The many uses of the HEMP plant include much more than the relaxing euphoric feeling caused by THC. Paper, fuel, rope, plastic, and countless other uses have been identified.
However one of the attribute you may not have heard about is the cannabis plant’s ability to absorb nuclear radiation.
Marijuana was actually used in the cleaning up of Chernobyl, similar to the sunflower plants. Thus for the recent nuclear disaster in Japan, cultivation of marijuana is a viable alternative since this plant absorbs the radiation. It is also viable to other places with regards on the laws of the states and the country that is going to be planted.
The earthquake in Japan and the resulting nuclear power plant disaster at Fukushima has rocked the entire world with the threat and spread of nuclear waste contamination. The unknown amount of different hazardous chemicals has been released into the atmosphere and ocean that threaten our food chain for the long foreseeable future. Marijuana may be one of the alternative keys reducing this damage we all face.
The Daily Alternative Reports:
Many people know that the cannabis plant has amazing healing powers; however the same plant can literally “eat away” nuclear waste. From the flower’s ability to aid and keep people from going blind, to the woody core of the stem’s ability to build fire proof homes and much more. Now, we can add another use to the list: Marijuana as a tool to clean up nuclear contamination around Chernobyl.
Historically in 1998, the Consolidated Growers and Processors (CGP), Phytotech, and the Ukraine’s Institute of Bast Crops planted industrial marijuana to help remove contaminants in the soil near Chernobyl. Marijuana is one of the best plants for a process called phytoremediation that has been mentioned before.
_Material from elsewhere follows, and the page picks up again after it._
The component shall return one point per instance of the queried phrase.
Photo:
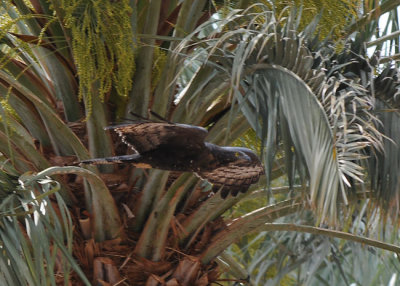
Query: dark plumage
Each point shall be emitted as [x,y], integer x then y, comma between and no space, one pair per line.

It is a term coined by Dr. Ilya Raskin of Rutgers University’s Biotechnology Center for Agriculture and the Environment. Dr. Raskin had been sent to examine food safety at the Chernobyl site.
Phytotech specializes in phytoremediation, the general term for using phyto (plants) to remediate (clean up) polluted sites. Phytoremediation has been used to remove radioactive elements from soil and water at former weapons producing areas. It can also be used to clean up metals, pesticides, solvents, explosives, crude oil, and toxins leaching from landfills. Plants break down or degrade organic pollutants and stabilize metal contaminants by acting as filters or traps. The U.S. Environmental Protection Agency (EPA) has estimated that more than 30,000 sites in the United States alone require hazardous waste treatment. Since nowadays there are so many pollutants and nuclear radiations everywhere on the entire earth and sea we might expect there are many more locations almost everywhere.
Founded in 1931, the Institute of Bast Crops is now the leading research institution in the Ukraine, working on seed breeding, seed growing, cultivating, harvesting and processing hemp (marijuana) and flax. The Bast Institute has a genetic bank that includes 400 varieties of hemp from various regions of the world. Newer technologies in hemp harvesting and processing are also being developed at the institute whose library contains more than 55,000 volumes mainly on hemp growing and flax growing. “Hemp is proving to be one of the best phyto-remediative plants we have been able to find,” said Slavik Dushenkov, a research scientist with Phytotech.
The company Phytotech lists the benefits of phytoremediation (compared to traditional remedial technologies):
Lower cost
Applicability to a broad range of metals
Potential for recycling the metal-rich biomass
Minimal environmental disturbance
Minimization of secondary air and waterborne wastes
Nobody knows how far the extension of the contamination from the nuclear power plant disaster at Fukushima because the tsunami and wind bring together the radioactivity almost everywhere on earth.Thus it is hard to think about the tons of nuclear contaminated water getting pumped into our mutually shared ocean and how it is going to broadly effect a great deal of our ecosystems.
Growing cannabis can improve the soil when it grown as a break crop i.e. to relieve and revitalize the soil between crops. Farmers are getting a 27% increased yield after the marijuana crop because industrial marijuana puts nitrogen back into the soil, suppress weeds and diseases, and clean contaminates out of the planet, then you would realize this plant is medicine for our Mother Earth.